Le prince Sant'Anna se contenta d'incliner la tête en signe d'acquiescement, mais ne manifesta pas autrement ses sentiments. Devant ce visage impassible, la colère emporta Marianne.
— Vous le savez ! s'écria-t-elle. Vous savez que ce valet, ce Damiani, m'a violée, obligée à le subir encore et encore, moi, votre épouse, durant des semaines au cours desquelles j'ai cru devenir folle et vous osez me dire que ce calvaire vous a rendu l'espoir ? L'idée ne vous vient pas que vous dépassez les bornes ?
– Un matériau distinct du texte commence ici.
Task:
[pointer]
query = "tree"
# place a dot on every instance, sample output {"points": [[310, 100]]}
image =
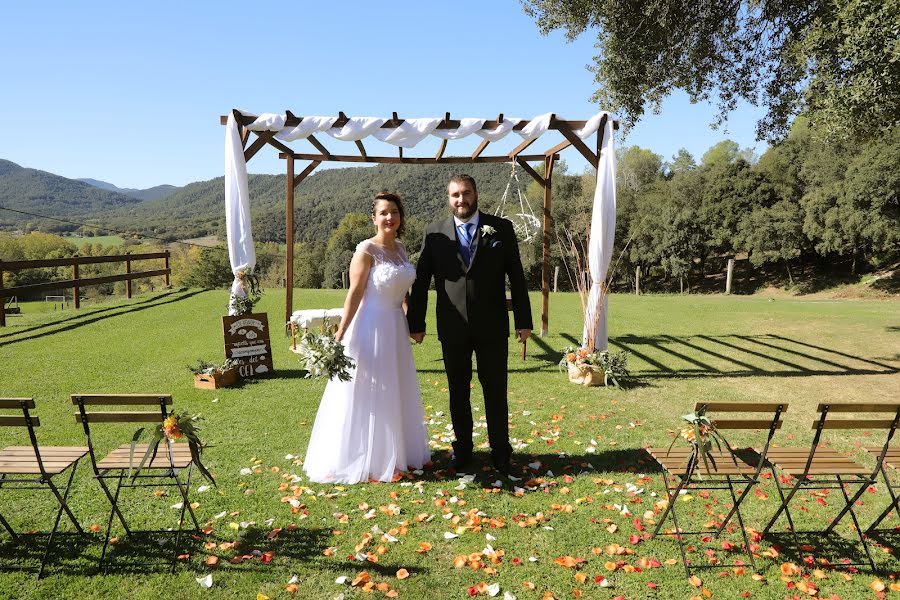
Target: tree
{"points": [[352, 229], [836, 60]]}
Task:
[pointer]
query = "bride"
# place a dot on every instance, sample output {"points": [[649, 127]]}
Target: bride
{"points": [[373, 426]]}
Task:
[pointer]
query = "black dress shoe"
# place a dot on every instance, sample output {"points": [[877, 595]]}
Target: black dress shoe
{"points": [[505, 468], [458, 463]]}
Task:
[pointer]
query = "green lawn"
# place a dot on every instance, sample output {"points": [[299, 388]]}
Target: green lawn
{"points": [[588, 443]]}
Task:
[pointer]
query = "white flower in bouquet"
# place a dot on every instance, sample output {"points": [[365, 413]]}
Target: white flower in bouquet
{"points": [[323, 356]]}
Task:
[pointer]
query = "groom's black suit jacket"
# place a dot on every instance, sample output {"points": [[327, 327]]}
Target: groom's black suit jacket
{"points": [[471, 303]]}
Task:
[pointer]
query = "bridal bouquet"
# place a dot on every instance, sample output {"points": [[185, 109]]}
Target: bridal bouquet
{"points": [[323, 356]]}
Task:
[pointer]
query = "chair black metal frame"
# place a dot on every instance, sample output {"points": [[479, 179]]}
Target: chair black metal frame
{"points": [[34, 467], [827, 469], [726, 471], [161, 471]]}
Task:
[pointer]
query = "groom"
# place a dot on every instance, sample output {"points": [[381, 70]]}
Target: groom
{"points": [[470, 254]]}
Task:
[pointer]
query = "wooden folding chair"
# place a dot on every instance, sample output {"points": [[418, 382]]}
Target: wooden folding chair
{"points": [[34, 467], [823, 468], [891, 460], [163, 471], [725, 470]]}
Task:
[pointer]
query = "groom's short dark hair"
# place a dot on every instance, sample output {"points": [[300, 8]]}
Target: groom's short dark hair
{"points": [[462, 177]]}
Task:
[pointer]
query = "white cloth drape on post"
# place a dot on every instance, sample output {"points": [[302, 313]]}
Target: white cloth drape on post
{"points": [[600, 245], [241, 252]]}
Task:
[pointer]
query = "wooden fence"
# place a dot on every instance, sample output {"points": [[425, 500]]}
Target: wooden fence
{"points": [[78, 282]]}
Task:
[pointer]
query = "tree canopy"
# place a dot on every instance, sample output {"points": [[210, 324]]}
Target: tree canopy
{"points": [[836, 60]]}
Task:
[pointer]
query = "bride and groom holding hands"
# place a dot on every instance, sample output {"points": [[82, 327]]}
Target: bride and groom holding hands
{"points": [[372, 427]]}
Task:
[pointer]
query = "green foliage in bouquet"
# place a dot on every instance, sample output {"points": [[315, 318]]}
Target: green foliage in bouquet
{"points": [[173, 428], [702, 434], [323, 356], [613, 364], [201, 367]]}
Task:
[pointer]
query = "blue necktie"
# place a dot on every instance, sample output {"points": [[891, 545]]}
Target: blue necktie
{"points": [[465, 242]]}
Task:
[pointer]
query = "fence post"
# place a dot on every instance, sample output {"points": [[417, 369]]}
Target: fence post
{"points": [[2, 299], [168, 270], [128, 281], [75, 300]]}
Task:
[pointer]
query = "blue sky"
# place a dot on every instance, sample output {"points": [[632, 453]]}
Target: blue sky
{"points": [[130, 93]]}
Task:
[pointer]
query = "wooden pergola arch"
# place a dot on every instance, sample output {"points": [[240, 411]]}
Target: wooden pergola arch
{"points": [[481, 154]]}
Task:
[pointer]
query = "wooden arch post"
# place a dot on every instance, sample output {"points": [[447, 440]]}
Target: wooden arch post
{"points": [[291, 182]]}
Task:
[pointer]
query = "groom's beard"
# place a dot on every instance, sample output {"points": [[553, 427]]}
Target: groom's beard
{"points": [[464, 212]]}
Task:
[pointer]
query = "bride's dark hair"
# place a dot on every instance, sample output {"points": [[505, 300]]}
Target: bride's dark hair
{"points": [[389, 197]]}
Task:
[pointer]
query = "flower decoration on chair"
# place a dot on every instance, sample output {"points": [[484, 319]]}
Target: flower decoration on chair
{"points": [[701, 433], [323, 356], [249, 280], [173, 428], [613, 365]]}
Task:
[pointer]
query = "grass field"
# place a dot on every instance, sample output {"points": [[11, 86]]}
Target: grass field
{"points": [[588, 443]]}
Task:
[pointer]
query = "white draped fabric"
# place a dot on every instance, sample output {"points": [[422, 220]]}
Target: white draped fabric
{"points": [[241, 252], [600, 245], [406, 135]]}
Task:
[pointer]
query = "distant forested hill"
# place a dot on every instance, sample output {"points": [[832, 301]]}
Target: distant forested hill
{"points": [[321, 201], [43, 193]]}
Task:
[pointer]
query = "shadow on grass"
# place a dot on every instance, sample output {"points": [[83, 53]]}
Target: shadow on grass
{"points": [[93, 316], [839, 552], [530, 469]]}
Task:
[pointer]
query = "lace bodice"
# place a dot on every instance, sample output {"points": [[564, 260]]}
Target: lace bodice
{"points": [[391, 275]]}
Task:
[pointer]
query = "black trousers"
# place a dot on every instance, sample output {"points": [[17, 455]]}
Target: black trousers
{"points": [[492, 374]]}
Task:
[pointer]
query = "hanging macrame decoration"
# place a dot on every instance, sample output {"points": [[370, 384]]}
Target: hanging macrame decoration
{"points": [[525, 223]]}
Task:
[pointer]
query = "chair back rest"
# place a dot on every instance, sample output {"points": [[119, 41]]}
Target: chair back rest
{"points": [[888, 414], [772, 423], [23, 418], [87, 414]]}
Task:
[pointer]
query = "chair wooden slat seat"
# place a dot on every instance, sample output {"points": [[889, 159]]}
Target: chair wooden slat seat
{"points": [[675, 461], [35, 466], [120, 458], [121, 466], [721, 473]]}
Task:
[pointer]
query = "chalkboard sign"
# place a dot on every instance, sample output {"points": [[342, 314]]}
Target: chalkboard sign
{"points": [[247, 344]]}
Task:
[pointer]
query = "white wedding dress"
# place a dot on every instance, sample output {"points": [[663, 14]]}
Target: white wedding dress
{"points": [[373, 426]]}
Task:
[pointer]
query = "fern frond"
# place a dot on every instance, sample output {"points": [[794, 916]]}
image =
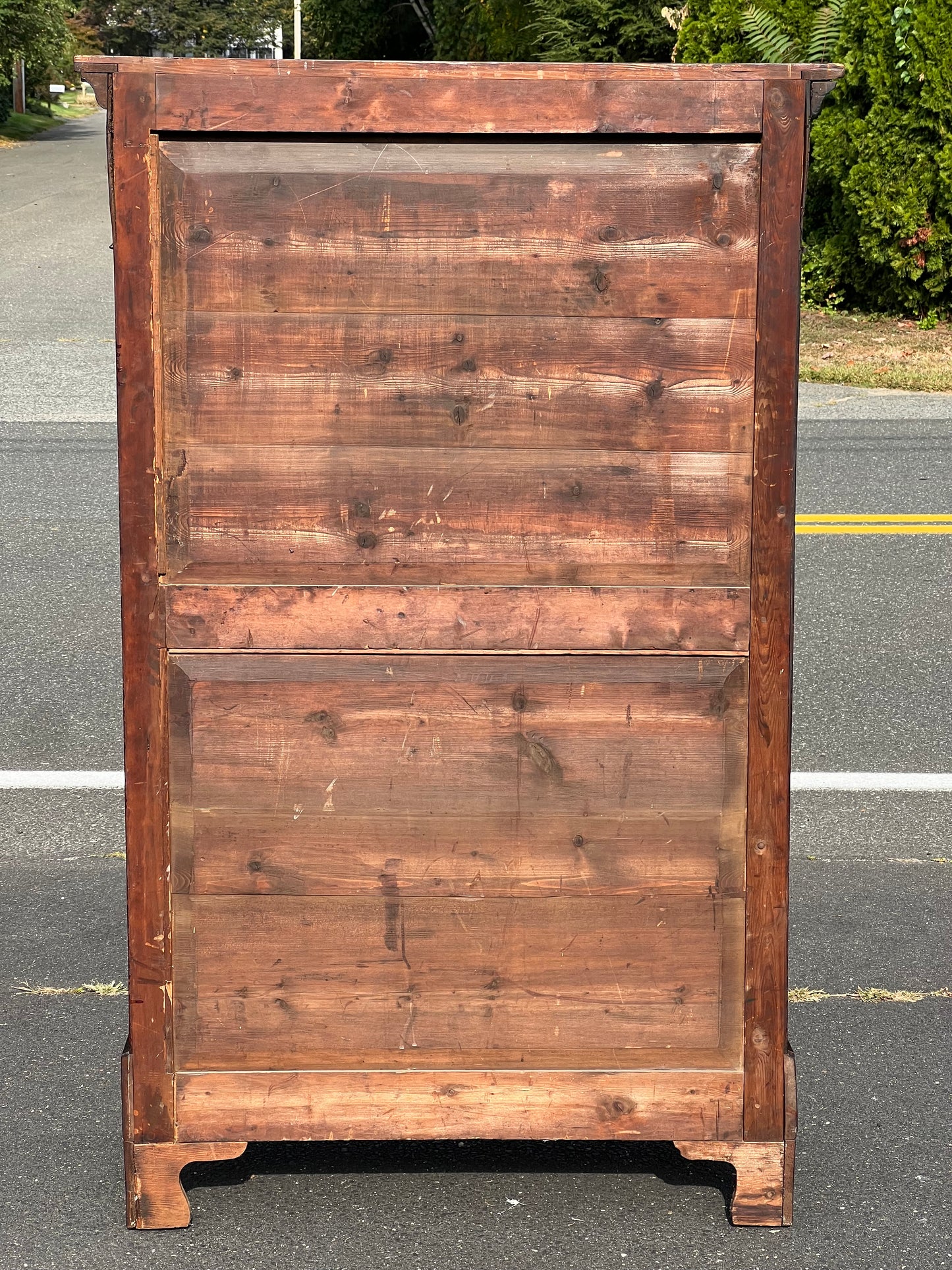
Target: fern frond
{"points": [[768, 40], [826, 34]]}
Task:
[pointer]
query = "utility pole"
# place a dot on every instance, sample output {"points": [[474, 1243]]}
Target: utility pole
{"points": [[19, 86]]}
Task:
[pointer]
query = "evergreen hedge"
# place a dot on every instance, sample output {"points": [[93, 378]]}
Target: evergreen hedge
{"points": [[879, 214]]}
— Je ne crois pas ! riposta-t-il froidement. Damiani a payé sa dette envers vous. A cause de ce qu'il vous a fait subir, je l'ai tué et j'ai tué ses trois sorcières...
— A cause de ce qu'il m'a fait ou à cause de ce qu'il vous a fait, à vous ? Est-ce mon déshonneur que vous avez vengé ou la mort de cette pauvre Dona Lavinia ?
— Uniquement pour vous, croyez-le, car, en ce qui me concerne, je suis toujours vivant. Et ma vieille Lavinia l'est autant que moi. Elle a eu le bon esprit de faire la morte quand Damiani l'a attaquée et il croyait, de bonne foi, l'avoir abattue, mais elle vit toujours et j'imagine qu'à l'heure présente elle régente notre villa de Lucques. Pour en revenir à Matteo, il demeure que ce misérable, si criminel et vil qu'il se soit montré, n'en était pas moins du même sang que moi. Un bâtard, sans doute, mais un Sant'Anna beaucoup plus réel et plus proche que ne l'eût été le fils de Napoléon.